Mas, agora, Maria acordou para dar bom dia para seu coelhinho. Ela levantou da cama, calçou suas pantufas quentinhas, abriu a janela um pouquinho para não acordar Alice. Ela tinha medo de acordar Alice, que dormia do outro lado do quarto. Alice tinha aquela coisa, ela gritava e não ia para a escola. Alice era tão bonita enquanto dormia. As duas eram tão parecidas. Mas a cabeça de Alice era um pouquinho diferente, disse sua mãe uma vez. Alice ela tem um mundo só dela, mas um dia Alice vai para a escola. Alice sentava na mesa de jantar e demorava para comer. Às vezes Maria ajudava. Ela conversava com Alice, que demorava um pouquinho para responder as coisas. Alice não conseguia falar direito, mas é porque na cabeça dela acontecia outra coisa e ela, às vezes, só ficava parada olhando para o nada. Olhando. Maria não via. Mas amava Alice. Só tinha medo de acordar Alice que sempre acordava gritando, assustada e sua mãe vinha correndo ajudar. Maria quase sempre chorava de susto porque tinha medo sabe, da Alice.

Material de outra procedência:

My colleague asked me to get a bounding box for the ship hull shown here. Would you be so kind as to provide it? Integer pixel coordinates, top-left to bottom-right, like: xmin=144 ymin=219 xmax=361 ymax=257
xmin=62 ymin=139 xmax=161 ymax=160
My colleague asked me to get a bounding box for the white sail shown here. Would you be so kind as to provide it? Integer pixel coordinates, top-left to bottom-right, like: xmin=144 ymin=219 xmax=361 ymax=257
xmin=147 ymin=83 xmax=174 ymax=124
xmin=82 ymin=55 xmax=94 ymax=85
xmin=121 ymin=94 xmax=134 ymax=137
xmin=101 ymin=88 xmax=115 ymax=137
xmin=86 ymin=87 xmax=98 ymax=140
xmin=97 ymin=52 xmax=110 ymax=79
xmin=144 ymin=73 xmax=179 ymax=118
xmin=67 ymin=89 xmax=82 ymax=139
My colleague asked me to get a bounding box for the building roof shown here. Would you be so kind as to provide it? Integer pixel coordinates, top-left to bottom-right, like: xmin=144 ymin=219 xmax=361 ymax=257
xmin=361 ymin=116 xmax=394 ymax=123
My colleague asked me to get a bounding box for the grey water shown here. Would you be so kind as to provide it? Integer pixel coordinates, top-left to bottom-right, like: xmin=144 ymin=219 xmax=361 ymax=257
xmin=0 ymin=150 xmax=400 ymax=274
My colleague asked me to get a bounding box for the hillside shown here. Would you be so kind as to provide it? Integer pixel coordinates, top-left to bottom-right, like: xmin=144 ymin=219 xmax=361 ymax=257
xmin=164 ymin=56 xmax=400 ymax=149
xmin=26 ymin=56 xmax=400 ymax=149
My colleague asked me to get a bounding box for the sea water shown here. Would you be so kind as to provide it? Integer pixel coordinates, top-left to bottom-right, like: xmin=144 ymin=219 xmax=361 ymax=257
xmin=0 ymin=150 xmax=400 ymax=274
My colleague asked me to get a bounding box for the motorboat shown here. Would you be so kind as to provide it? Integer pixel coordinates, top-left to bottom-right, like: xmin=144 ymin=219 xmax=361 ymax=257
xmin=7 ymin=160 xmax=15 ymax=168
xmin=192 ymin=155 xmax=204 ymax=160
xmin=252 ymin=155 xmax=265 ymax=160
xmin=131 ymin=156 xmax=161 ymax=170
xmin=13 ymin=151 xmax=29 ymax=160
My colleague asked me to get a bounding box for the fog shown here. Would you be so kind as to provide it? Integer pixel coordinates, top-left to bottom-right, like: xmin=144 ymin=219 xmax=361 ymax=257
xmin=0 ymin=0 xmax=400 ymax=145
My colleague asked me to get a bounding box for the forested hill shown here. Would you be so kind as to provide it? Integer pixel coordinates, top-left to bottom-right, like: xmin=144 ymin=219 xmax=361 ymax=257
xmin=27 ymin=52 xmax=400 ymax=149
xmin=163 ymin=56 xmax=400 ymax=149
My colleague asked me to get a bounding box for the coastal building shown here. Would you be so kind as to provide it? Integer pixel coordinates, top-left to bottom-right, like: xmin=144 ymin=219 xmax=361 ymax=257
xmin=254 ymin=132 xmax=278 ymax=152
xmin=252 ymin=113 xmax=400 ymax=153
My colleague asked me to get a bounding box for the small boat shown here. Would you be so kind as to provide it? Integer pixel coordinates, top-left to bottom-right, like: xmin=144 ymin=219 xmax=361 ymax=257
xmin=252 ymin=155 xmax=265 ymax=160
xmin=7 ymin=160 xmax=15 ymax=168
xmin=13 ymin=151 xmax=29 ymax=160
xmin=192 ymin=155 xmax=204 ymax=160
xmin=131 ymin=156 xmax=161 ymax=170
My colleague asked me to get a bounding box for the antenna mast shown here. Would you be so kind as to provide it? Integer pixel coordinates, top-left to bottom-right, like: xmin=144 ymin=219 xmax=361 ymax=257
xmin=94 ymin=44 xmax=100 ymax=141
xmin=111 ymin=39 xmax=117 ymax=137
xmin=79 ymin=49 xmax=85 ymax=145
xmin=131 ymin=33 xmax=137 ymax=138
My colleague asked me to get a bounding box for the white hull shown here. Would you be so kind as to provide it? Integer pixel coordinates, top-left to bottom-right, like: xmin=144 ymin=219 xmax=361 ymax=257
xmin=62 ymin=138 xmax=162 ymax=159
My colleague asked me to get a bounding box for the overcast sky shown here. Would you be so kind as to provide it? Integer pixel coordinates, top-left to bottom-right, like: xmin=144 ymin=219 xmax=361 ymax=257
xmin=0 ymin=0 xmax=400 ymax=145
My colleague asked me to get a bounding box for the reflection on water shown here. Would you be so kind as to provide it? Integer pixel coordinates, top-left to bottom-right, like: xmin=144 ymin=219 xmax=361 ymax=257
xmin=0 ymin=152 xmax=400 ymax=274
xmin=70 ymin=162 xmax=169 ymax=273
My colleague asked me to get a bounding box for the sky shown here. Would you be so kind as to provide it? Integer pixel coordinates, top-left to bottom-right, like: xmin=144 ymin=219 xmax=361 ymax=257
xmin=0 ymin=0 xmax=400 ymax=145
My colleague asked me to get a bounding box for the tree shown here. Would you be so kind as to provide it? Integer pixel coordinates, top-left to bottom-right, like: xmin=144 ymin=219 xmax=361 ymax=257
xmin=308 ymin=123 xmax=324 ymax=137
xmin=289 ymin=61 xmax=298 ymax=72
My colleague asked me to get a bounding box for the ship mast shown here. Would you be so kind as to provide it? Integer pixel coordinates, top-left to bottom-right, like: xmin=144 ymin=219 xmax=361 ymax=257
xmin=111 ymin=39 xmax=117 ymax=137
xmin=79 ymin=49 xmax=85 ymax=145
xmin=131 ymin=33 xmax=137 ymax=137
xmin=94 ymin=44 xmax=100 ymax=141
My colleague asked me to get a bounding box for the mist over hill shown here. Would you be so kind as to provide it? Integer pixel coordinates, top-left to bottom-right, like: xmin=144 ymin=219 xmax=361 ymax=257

 Mas, então, Maria abriu só um pouquinho a cortina para ver seu coelhinho e dar bom dia para ele. Entrou um pouquinho de luz que iluminou a gaiola. O coelhinho estava ali parado, deitadinho, devia estar dormindo. Alice foi devagarzinho, nas pontas dos pés, prendendo a respiração. Abriu a portinha da gaiola e disse, bem baixinho, bom dia. Esperou. Nada. Coelhinho, acorda seu safadinho. Acorda. Oi, oi. Vem aqui. Ei. Cutucou o coelho e nada. Cutucou de novo e nada. Coelho, coelho, coelho! Mãe! Mãe! O coelho de Maria estava morto. Seu peito, seu peito. Sua garganta. Seu ar. Aquilo não podia acontecer. A imagem dos negros mortos, e do Rafinha e de sua mãe e de Alice Não. Não! Meu coelhinho, meu coelhinho. Mãe! Meu coelhinho! Mãe! Mãe! Gritos de Alice.